Child Custody and Support, Family Law

When you are bringing a matter before the family court, you are usually required to fill out an intrusive, large pile of paperwork called a Case Information Statement (CIS). This is the thing that stalls most of our clients the most in the process of obtaining a divorce, modifying child support, or bringing other financially related matters before the court. New Jersey Court Rule 5:5-2(a) requires the filing of a CIS in “all contested family actions, except summary actions” where there exists any issue as to custody, support, alimony or equitable distribution.

The CIS has four basic parts:

(1) Background. Who you are, who the other side is, what children (if any) are involved, what job you have and other such information.

(2) Information about your income.   How much you make, how much you paid in taxes and other distributions.

(3) Information about your expenses. How much you spend on a mortgage or rent, lawn care, food…all the things you spend.

(4) Assets and liabilities. What do you own and who do you owe?

It sounds simple enough, but gathering the information to really take a clear look at our financial picture can be difficult and seem overwhelming. The importance of completing the document to the best of your ability and as speedily as possible cannot be underestimated, however.  This is the document that gives the judge the opportunity to see what relief she ought to grant you.  This is also testimony before the court, and you have to sign it.
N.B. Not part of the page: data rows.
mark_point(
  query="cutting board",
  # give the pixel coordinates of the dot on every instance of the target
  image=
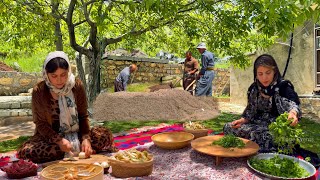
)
(204, 145)
(94, 158)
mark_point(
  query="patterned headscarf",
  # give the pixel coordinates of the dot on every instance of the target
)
(268, 61)
(69, 123)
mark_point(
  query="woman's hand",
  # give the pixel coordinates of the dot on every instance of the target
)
(86, 147)
(237, 123)
(292, 116)
(65, 145)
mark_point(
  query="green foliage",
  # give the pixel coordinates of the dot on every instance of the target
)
(217, 123)
(12, 145)
(281, 167)
(28, 62)
(311, 129)
(311, 139)
(229, 141)
(284, 135)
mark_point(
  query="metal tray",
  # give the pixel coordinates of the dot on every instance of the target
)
(304, 164)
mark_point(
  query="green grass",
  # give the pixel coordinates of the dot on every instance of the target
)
(311, 141)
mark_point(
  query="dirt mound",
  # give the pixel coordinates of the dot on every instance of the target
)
(4, 67)
(164, 104)
(161, 86)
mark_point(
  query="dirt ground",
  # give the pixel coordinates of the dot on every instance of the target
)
(4, 67)
(164, 104)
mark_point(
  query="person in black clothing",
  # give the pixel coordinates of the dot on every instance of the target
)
(268, 97)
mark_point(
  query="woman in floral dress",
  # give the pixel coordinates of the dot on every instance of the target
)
(268, 97)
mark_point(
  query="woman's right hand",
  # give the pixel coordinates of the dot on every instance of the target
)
(65, 145)
(237, 123)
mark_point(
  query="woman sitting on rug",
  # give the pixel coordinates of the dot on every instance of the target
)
(268, 97)
(59, 109)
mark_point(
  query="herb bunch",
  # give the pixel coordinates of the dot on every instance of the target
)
(284, 135)
(229, 141)
(281, 167)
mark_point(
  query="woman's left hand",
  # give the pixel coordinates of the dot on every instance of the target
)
(86, 147)
(292, 116)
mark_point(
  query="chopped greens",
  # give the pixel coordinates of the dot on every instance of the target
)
(229, 141)
(284, 135)
(281, 167)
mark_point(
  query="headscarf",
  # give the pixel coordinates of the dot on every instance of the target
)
(268, 61)
(69, 123)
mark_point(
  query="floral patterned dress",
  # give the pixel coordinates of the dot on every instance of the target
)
(262, 111)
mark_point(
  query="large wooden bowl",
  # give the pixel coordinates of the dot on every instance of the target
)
(197, 132)
(172, 140)
(60, 171)
(204, 145)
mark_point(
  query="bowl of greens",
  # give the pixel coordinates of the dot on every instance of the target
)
(280, 166)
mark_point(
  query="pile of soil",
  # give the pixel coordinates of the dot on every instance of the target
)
(4, 67)
(164, 104)
(160, 86)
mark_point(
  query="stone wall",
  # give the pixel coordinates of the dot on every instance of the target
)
(14, 83)
(149, 70)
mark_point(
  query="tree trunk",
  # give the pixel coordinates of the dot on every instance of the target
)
(81, 70)
(57, 28)
(94, 76)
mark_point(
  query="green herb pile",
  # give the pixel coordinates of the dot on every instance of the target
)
(281, 167)
(284, 135)
(229, 141)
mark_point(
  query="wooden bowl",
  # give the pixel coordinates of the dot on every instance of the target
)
(197, 132)
(172, 140)
(60, 171)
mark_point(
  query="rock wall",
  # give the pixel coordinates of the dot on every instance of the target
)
(13, 83)
(148, 71)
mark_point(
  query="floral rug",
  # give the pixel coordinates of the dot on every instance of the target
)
(179, 164)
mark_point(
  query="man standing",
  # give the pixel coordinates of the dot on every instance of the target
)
(206, 75)
(191, 66)
(121, 81)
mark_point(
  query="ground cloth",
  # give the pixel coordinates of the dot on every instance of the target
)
(180, 164)
(127, 141)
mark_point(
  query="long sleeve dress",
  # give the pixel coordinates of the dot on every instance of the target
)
(261, 112)
(42, 146)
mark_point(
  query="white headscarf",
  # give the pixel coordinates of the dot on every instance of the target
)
(69, 122)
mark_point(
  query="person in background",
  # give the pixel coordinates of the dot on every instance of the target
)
(121, 81)
(191, 66)
(268, 97)
(59, 109)
(206, 75)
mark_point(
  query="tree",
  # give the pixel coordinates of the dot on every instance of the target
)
(89, 26)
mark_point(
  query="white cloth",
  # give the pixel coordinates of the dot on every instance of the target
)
(69, 122)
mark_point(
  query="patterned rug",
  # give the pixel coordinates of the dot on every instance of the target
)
(179, 164)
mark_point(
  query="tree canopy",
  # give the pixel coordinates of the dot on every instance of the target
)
(229, 27)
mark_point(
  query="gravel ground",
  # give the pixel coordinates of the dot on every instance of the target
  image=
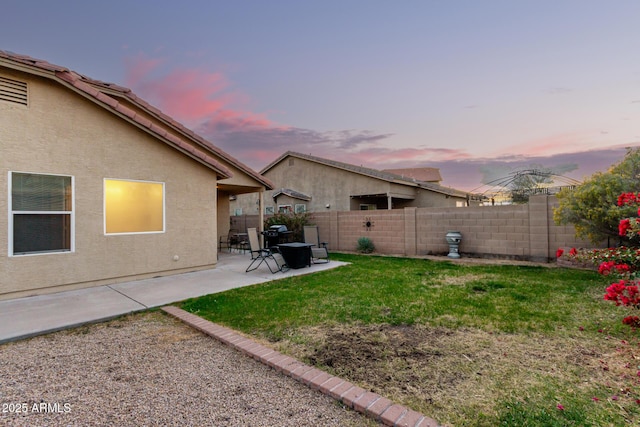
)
(150, 369)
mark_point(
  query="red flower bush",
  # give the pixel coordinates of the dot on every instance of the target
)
(624, 262)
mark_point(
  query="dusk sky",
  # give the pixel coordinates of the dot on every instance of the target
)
(477, 88)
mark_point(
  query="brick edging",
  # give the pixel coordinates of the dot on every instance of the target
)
(366, 402)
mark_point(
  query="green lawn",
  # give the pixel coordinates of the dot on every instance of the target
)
(474, 345)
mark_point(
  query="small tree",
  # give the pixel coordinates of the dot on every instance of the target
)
(592, 206)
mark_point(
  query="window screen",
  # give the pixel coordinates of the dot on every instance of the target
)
(41, 213)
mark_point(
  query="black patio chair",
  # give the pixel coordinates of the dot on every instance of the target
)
(261, 255)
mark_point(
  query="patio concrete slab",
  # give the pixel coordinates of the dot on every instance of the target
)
(30, 316)
(26, 317)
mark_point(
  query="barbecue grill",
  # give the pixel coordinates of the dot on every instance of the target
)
(276, 234)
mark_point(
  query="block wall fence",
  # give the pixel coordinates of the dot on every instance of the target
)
(520, 232)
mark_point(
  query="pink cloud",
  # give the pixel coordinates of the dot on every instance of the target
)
(194, 96)
(551, 145)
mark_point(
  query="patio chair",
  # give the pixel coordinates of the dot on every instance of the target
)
(261, 255)
(319, 252)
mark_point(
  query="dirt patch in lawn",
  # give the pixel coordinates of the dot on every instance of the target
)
(454, 374)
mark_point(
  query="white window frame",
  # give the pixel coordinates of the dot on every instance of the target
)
(104, 207)
(285, 209)
(72, 219)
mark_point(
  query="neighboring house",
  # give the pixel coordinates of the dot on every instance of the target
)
(308, 183)
(100, 187)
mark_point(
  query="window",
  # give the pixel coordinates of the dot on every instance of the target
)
(133, 206)
(42, 218)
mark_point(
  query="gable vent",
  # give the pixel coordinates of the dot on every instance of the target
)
(13, 91)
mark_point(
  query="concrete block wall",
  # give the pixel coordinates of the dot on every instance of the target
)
(525, 232)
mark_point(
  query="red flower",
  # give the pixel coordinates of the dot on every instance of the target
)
(624, 226)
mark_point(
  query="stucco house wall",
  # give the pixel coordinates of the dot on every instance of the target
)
(73, 126)
(333, 186)
(62, 133)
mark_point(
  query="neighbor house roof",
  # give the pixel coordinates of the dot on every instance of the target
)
(420, 174)
(291, 193)
(114, 98)
(373, 173)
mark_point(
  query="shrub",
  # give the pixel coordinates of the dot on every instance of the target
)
(295, 223)
(365, 245)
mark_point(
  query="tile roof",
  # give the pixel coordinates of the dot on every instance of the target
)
(374, 173)
(109, 96)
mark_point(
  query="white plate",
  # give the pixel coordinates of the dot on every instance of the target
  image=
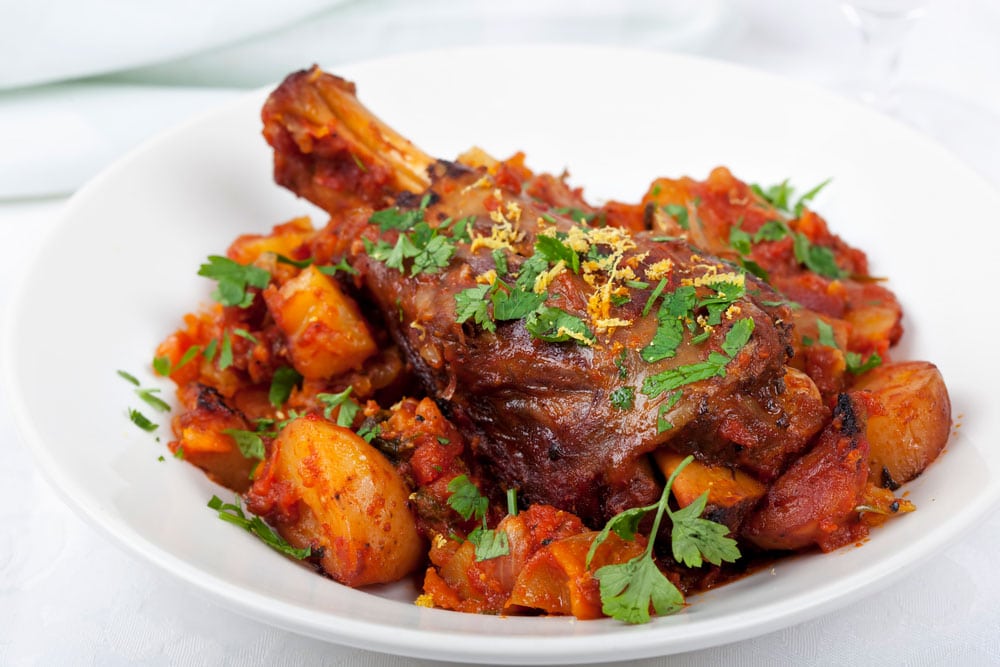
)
(119, 272)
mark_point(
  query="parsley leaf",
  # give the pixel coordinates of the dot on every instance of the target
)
(233, 513)
(332, 269)
(530, 269)
(500, 262)
(131, 379)
(514, 303)
(857, 367)
(622, 398)
(155, 402)
(715, 365)
(818, 259)
(694, 540)
(554, 250)
(489, 543)
(772, 230)
(679, 213)
(141, 421)
(225, 352)
(347, 408)
(777, 196)
(466, 499)
(629, 589)
(555, 325)
(826, 336)
(233, 280)
(284, 379)
(801, 203)
(739, 240)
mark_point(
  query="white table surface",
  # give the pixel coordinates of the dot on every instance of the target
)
(70, 597)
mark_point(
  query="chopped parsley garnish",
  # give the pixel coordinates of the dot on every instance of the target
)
(332, 269)
(628, 589)
(329, 269)
(471, 304)
(468, 502)
(715, 365)
(620, 364)
(654, 296)
(369, 431)
(425, 247)
(347, 408)
(466, 499)
(555, 325)
(489, 543)
(128, 377)
(233, 280)
(500, 262)
(623, 398)
(530, 269)
(856, 366)
(826, 336)
(554, 250)
(679, 213)
(514, 303)
(816, 258)
(251, 444)
(225, 352)
(282, 383)
(162, 366)
(675, 306)
(142, 421)
(233, 513)
(155, 402)
(575, 214)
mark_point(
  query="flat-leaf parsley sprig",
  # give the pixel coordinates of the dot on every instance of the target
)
(629, 589)
(233, 513)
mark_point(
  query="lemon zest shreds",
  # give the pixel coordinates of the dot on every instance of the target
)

There may be legal consequences for lying, though an occasional mistake in preparing the document can be corrected with the court.  Also, if you don’t get this paper in to the court…they can dismiss your matter or can impute you income you don’t have if you are defending yourself in an action.

At our office, there are a number of assists available in preparing the CIS.  First, we can connect you with an accountant who can assist you with completing the document, but like any expert you will pay her fees in addition to ours.  Secondly, we can have a lawyer or member of our staff sit down with you and go through the document and help you pull together your responses based on the paperwork we will ask you to bring to your appointment.  Finally, you can complete the document alone to save money, but your lawyer will always review it and ask questions if anything seems amiss.

There is no reason to panic, but every reason to give careful consideration to this important document.

A few pieces of advice:

– Review your bank statements for the last few months to help you put together both income sources and expenses.

– If you are missing tax returns, you can contact the IRS to get them though this takes some time. If you used an accountant, check to see if they have a copy.

– Be careful not to under-report your expenses, but if your expenses are exceeding your income significantly, be prepared to explain how that is possible.

– Don’t worry if you don’t know information about the other side or about joint expenses. Some parts of the form may either not apply to you, or simply not knowing is a good enough answer. If you are unsure, call your attorney.

– Above all, complete the document as soon as possible and as completely as possible. It could be the key to your future.